Nunca Fernando pensara no assunto. Ele estava bem, era melhor não pensar, e voltou-se para a mulher.
- Até podemos morrer no mesmo dia.
Teresa estava disposta a levar mais longe a conversa.
- E se nos separassemos, isto é. Um de nós não quisesse continuar a viver com o outro?
Fernando não atribuiu significado aquelas palavras, ia-se a afastar, mas Teresa insistiu.

- E se fosse eu a afastar-me?
   Fernando, ficou ali sem pensar, aquelas palavras eram-lhe estranhas, não cabiam no seu vocabulário. Olhou para a mulher com olhar inexpressivo.
- Não entendo muito bem o que estás a dizer!

A mulher, fez uma pequena pausa e continuou.
- Desculpa Fernando. Eu não sou feliz contigo. Estou a pensar mudar a minha vida.

   Fernando ficou só. Atordoado. A casa, tornara-se demasiado grande, as paredes e o tecto pesavam-lhe, sentia-se comprimido, como se carregasse um enorme fardo. Não conseguia permanecer naquele silêncio. Tinha que sair, para se perder nas ruas as vezes semi-desertas. Só voltava a entrar em casa quando as pernas não aguentavam mais, para se meter na cama e forçar o sono que não vinha.
   Num destes passeios sem sentido, os olhos detiveram-se naquele letreiro que conhecia, mas que nunca lera. Dizia; “CENTRO DE DIA”. Havia lá pessoas. Aproximou-se da porta, e de leve tocou a campainha. Não demorou muito, que uma senhora a rondar os quarenta anos viesse abrir a porta, convidando-o de imediato a entrar.
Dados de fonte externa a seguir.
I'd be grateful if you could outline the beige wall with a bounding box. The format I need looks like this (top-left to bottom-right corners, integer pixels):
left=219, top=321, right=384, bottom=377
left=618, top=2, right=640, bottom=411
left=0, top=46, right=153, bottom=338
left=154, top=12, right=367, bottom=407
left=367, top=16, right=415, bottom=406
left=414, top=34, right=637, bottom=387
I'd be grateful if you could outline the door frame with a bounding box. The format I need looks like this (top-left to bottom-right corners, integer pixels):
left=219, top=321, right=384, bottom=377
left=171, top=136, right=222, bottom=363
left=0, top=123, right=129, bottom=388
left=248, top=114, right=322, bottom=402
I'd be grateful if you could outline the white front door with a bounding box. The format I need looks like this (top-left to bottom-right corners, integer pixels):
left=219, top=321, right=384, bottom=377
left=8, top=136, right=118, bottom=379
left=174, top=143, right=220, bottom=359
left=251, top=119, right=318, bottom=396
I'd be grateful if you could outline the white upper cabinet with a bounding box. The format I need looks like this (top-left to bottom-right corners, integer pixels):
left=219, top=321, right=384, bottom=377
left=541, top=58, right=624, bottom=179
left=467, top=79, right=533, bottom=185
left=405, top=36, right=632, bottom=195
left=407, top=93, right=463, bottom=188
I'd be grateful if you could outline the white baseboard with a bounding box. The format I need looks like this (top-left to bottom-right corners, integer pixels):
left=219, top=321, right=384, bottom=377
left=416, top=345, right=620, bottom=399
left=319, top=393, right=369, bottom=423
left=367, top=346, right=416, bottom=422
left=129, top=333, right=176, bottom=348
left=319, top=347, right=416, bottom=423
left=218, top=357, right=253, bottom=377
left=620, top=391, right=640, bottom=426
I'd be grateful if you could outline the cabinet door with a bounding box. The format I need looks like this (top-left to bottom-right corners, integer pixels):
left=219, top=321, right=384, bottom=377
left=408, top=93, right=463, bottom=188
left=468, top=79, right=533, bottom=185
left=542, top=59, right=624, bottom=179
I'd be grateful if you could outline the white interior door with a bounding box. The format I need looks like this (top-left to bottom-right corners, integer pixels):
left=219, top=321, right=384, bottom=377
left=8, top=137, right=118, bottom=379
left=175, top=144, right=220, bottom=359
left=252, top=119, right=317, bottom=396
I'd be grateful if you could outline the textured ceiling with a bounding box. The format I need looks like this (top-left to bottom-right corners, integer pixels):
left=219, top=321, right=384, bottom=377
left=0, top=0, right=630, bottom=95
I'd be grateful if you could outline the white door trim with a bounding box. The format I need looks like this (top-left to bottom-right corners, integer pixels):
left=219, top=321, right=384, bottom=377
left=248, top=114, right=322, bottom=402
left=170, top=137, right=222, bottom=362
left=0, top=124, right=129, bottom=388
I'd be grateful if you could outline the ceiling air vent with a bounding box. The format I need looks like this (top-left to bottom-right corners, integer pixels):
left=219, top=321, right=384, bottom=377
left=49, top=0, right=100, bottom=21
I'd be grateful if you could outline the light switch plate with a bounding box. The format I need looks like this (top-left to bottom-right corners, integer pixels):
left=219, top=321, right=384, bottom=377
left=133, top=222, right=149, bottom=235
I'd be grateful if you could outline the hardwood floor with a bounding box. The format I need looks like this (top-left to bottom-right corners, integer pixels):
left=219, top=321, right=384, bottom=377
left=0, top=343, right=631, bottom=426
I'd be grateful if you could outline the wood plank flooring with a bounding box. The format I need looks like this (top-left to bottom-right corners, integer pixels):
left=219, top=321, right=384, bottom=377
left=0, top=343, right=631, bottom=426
Conduziu-o para uma pequena sala com sofás, e sentaram-se.
- Diga o que quiser, aqui estamos sós, e o que disser fica aqui connosco.
   Fernando queria falar, mas não conseguia. Sentia a cabeça enorme, as ideias estavam tão emaranhadas, que teve que tossir ligeiramente para poder articular as primeiras palavras.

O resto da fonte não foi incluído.